Re: [ISSUE-81, ACTION-13] Response Header Format from Roy T. Fielding on 2011-10-21 (public-tracking@w3.org from October 2011)

From: Roy T. Fielding <fielding@gbiv.com>
Date: Fri, 21 Oct 2011 12:39:19 -0700
To: David Singer <singer@apple.com>
Cc: "public-tracking@w3.org Group WG" <public-tracking@w3.org>
Message-Id: <0BBEE041-2B5A-42DE-8F9C-2B5E0A061DD1@gbiv.com>
On Oct 21, 2011, at 10:44 AM, David Singer wrote:
> On Oct 20, 2011, at 17:25 , Roy T. Fielding wrote:
> 
>> On Oct 20, 2011, at 11:17 AM, David Singer wrote:
>>> I think you are allowing your pessimism to run too far. Strictly, logging out means I can't do anything I'd need to log in to do; it doesn't strictly mean 'forget me'.  But if a site responds "I am not tracking you in this transaction" and it later transpires that it was, that's pretty useful.
>> 
>> DNT does not mean "forget me".  If the server responds positively to DNT,
>> it means that it won't track the user beyond its own branded sites
>> (and presumably won't share the internal data collection with third
>> parties unless the user requested it for some other reason, like by
>> purchasing something with a credit card).  Please do not confuse DNT
>> with private browsing mode.  Whatever a server might say in response,
>> it won't be understandable without a full policy description.
>> 
>> And the response is not just a few bytes.  It is a few bytes for every
>> single resource for which we indicate a response is needed, every time
>> those resources are accessed.  A typical site embeds dozens of such
>> requests per page.
>> 
>> In contrast, a well-known location can represent exactly how the
>> site as a whole tracks, provide information specific to that user
>> (such as a link to where they can see and edit the data collected),
>> only needs to be requested once per site, and only by those
>> browsers specifically configured to do so.  It thus has no performance
>> impact whatsoever and does not require any modification to the
>> existing code that implements all of today's operating websites.
>> 
> 
> I think you are saying two things here I disagree with, but I am going to re-state them in case I misunderstand you, and then if I have, the disagreement can be ignored.
> A - it's OK to add a DNT header to every request, but it's unacceptable overhead to add it to every response.
> B - the definition of 'track' and specifically 'not track' may vary site-by-site, so what it means will have to be expressed in a privacy policy on each site, and a response header cannot capture those nuances.
> C - it's OK for users and user-agents to make changes to handle DNT, but not acceptable for those (the sites) who are tracking and benefiting from tracking.
> 
> 
> A seems strange; requests are generally smallish, whereas responses are typically reasonably large.  "DNT: 1,xxxxx" is quite a bit smaller than the average URL in a request, and much smaller than any HTML fragment, image, etc. that might be in a response.  Even 1x1.gif is 43 bytes according to wikipedia.

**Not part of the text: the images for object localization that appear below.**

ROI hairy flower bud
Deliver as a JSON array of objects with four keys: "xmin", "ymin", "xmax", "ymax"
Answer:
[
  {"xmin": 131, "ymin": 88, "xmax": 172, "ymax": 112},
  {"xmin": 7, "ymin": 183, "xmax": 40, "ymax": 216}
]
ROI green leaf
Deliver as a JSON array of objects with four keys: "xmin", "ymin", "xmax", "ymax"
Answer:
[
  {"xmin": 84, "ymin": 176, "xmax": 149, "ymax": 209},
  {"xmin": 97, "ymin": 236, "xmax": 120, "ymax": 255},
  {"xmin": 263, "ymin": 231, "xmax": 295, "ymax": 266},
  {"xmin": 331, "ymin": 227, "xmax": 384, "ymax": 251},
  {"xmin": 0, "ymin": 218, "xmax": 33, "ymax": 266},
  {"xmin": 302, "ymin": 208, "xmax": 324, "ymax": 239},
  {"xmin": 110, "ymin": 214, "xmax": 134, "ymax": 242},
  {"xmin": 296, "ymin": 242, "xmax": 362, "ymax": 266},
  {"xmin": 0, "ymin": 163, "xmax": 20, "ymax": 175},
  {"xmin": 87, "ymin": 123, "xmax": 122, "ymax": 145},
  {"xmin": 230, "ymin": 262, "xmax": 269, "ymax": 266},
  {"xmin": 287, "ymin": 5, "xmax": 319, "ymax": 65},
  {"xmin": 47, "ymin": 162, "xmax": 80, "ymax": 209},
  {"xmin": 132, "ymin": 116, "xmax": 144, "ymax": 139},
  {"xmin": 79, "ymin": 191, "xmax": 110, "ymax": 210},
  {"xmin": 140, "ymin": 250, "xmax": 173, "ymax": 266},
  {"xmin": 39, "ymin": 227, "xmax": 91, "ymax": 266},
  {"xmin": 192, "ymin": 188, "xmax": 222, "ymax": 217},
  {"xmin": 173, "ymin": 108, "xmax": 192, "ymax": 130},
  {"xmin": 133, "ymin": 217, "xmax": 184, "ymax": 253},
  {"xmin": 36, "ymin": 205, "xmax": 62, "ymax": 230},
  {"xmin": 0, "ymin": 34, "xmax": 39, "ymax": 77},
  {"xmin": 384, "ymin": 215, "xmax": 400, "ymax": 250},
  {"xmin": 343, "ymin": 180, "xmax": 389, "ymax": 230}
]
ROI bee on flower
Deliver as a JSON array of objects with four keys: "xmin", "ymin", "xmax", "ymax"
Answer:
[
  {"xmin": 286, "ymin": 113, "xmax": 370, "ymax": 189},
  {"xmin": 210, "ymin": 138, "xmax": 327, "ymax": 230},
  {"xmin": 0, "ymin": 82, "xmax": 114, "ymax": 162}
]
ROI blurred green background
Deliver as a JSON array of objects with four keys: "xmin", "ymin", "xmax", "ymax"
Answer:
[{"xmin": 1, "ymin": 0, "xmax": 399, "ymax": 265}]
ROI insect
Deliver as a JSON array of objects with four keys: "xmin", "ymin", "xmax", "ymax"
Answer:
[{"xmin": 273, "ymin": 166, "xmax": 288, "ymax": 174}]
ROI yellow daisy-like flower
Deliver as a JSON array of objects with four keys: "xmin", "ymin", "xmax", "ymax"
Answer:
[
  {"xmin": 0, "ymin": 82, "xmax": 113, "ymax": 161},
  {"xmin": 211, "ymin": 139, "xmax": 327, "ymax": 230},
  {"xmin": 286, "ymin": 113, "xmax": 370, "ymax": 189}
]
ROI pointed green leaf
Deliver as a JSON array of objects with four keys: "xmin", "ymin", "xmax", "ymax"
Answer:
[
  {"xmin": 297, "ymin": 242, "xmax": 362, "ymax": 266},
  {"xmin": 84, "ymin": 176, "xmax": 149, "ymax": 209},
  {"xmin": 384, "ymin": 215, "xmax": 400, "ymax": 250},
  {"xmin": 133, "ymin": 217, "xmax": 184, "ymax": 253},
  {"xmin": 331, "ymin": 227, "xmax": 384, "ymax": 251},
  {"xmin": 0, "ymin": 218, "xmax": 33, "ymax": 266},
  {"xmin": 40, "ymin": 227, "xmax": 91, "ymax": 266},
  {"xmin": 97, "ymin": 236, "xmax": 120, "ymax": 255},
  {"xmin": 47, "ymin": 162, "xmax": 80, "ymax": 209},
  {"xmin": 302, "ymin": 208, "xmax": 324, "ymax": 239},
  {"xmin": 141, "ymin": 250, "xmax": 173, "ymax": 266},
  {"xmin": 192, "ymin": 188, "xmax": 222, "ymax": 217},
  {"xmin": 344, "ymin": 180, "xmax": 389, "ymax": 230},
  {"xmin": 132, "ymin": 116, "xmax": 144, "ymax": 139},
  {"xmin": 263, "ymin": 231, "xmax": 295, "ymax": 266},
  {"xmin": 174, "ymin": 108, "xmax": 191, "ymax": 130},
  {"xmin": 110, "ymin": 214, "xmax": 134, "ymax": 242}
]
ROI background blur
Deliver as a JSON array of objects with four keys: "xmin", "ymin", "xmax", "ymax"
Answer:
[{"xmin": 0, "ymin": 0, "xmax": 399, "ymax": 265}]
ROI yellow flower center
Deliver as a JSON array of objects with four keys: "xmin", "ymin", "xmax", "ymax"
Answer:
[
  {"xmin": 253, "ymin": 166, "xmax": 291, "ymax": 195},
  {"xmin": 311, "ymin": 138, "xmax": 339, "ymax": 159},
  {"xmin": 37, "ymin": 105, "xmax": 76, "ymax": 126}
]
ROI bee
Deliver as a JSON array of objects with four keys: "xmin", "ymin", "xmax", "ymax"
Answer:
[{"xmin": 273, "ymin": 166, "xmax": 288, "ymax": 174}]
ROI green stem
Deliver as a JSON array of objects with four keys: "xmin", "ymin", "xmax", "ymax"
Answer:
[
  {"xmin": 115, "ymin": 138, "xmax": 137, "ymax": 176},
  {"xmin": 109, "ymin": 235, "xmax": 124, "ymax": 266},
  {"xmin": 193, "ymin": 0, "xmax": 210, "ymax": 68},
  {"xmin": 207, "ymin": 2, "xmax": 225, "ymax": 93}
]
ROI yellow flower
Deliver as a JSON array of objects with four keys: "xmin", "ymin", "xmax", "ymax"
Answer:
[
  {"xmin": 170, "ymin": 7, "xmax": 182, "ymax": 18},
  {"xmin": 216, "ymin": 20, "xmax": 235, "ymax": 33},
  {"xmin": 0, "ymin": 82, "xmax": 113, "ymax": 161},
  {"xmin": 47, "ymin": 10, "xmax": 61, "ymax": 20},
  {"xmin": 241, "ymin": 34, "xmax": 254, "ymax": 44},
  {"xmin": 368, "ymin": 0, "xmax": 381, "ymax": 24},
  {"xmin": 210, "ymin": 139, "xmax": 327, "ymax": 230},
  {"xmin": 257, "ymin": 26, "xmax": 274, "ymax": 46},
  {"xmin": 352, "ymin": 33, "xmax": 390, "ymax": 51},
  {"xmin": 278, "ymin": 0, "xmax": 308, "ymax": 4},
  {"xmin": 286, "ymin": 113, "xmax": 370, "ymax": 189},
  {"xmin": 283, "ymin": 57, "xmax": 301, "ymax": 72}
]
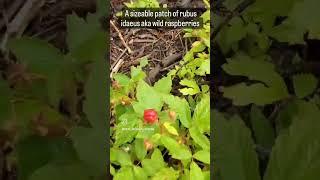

The header field is not added to every request.  It is only added to
the requests of those users who have specifically enabled DNT.
Hence, the cost is borne by those who want DNT.

If the response header field has to be present on all responses
containing DNT, regardless of whether that response has anything
to do with third-party tracking, then it is a huge performance
cost for an extremely small benefit.  That's because it would have
to be sent on every response, whether the client requested it or not,
in order to avoid breaking shared caching.

Whether or not it is "small" has not yet been decided, but let's
assume it is the minimum proposed (8 bytes).  Those 8 bytes are in
the critical path -- they have to be read before the client can
start rendering whatever is in the body.  Most of the time, such
an addition would just be noise (dumb sites include junk in the
Server field for no reason already).  High performance sites do
care a great deal because of the interactions with TCP max segment
size and slow start: the big latency hit occurs when the message
boundary exceeds 1072 octets.  Many hours are spent trying to
keep response messages (including cookies) below that number,
or at least below a small multiple of that number.

If the response is different for each request, then we have added
both the cost of cache-busting (for those responses that would
normally be cacheable) and the server time spent trying to figure
out what the answer should be for that user.  Again, this is in the
critical path, and it would have to be done on every request that
implements custom responses to DNT.

If this feature seriously improved safety (life, limb, or property),
then it would certainly make sense for everyone to feel the pain.
DNT is not such a feature.  If we want sites to deploy it, then the
costs have to be reasonably close to the benefits.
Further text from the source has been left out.